Our closing date was the day we got back from our honeymoon (supposed to be the day *after* we got back but we were delayed in Florida due to a hurricane) so I remember the day very well. Unfortunately it was 10 years this past summer.
I'm in Canada so I'm not sure if that makes a difference.
|The time frame for the Statute of Limitations will vary depending upon whether you have a plain vanilla Breach of Contract claim or whether or not you can make an argument for Fraud. Note that in some states a Seller has an affirmative obligation to disclose any "material defects" (generally one affecting the price), that cannot be discovered by a visual inspection.
Actual Fraud would probably not apply unless they took active steps to hide something (perhaps cosmetically or with a deficient repair).
I'm pretty positive there was no attempt at fraud. I think they were just completely clueless when it came to home renovation.
|Oddly enough, claims against an inspector are usually pointless. Oftentimes your damages are capped at the cost of the inspection.
Also, check your paper work to see if you are covered by a Home Warranty. Sometimes these get "rolled in" with everything else so you wouldn't necessarily know that you have one.
We definately do not have a Home Warranty. The house is almost 100 years old.
|I'm not trying to get your hopes up but you should at least look into it and perhaps go as far as a free initial consultation with an attorney. If you had an opportunity to inspect and you didn't do an inspection or your inspector did a bad job you may be "tough out of luck" unless your state has stronger consumer protections under these circumstances than most do.
I have mentioned it to a lawyer friend of mine to see if there is anything we can do. We did do an inspection. There is absolutely no way the inspector would have seen this unless he cut out large chunks of drywall.
|Sometimes even if you don't have a strong claim you can get some sort of "nuisance value".
Also, if you there is any chance at all that you will attempt to make a claim start taking pictures now.
Partly to document the extent of the damage but also to possibly help establish that the Seller knew or should have known of the conditions that were hidden and that they arguably had a duty to disclose.
Our contractor always takes multiple pictures of every job he does at every stage so we already have those on file. This is one of the reasons why we love him so much.
Oh, one more thing. If you have any inkling as to who might have done some of the work in question for the Seller, if you're feeling nervy you might give them a call and see if you can finesse some basic information out of them. You'd be surprised what people will tell you if you simply ask nicely. If you're feeling really, really, really nervy and know how to reach the Seller you might try giving them a call and casually asking for the name of the contractors that did any work since you are thinking of having some work done, and then going from there.
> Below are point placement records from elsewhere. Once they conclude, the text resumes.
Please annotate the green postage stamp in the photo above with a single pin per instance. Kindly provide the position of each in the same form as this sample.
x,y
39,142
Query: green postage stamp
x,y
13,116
If there is any chance you can find out what was done: why the Seller wanted the work done, whether there were any restrictions the Seller placed on the repairs (e.g. price) that might have led to defective work, etc. that could be helpful. By itself it's not evidence but it could help you develop a theory of liability and increase your chances of finding an attorney willing to take your case on a contingency fee basis if they think there's a paper trail that would help establish your theory.
FWIW, I used to handle Professional Liability (Malpractice) claims for Realtors.
If I wanted to, I could contact the previous owners. They still live in the area and one of the neighbours is still friendly with them.
Unfortunately, I've discovered from the neighbours that the "contractor" on all of the work done on our house was the previous owner, his buddies and a case of beer.
: I discovered that when the fence fell down last winter.
I'm pretty sure there wasn't even a permit and quite frankly, I'm not sure I want to open up that can of worms with City Hall. We're already dealing with them for the permit-less shed in our backyard. I'm going to figure out if I can investigate this without sending up any red flags at the city.
Thanks so much for the advice, you've given me some good things to think about.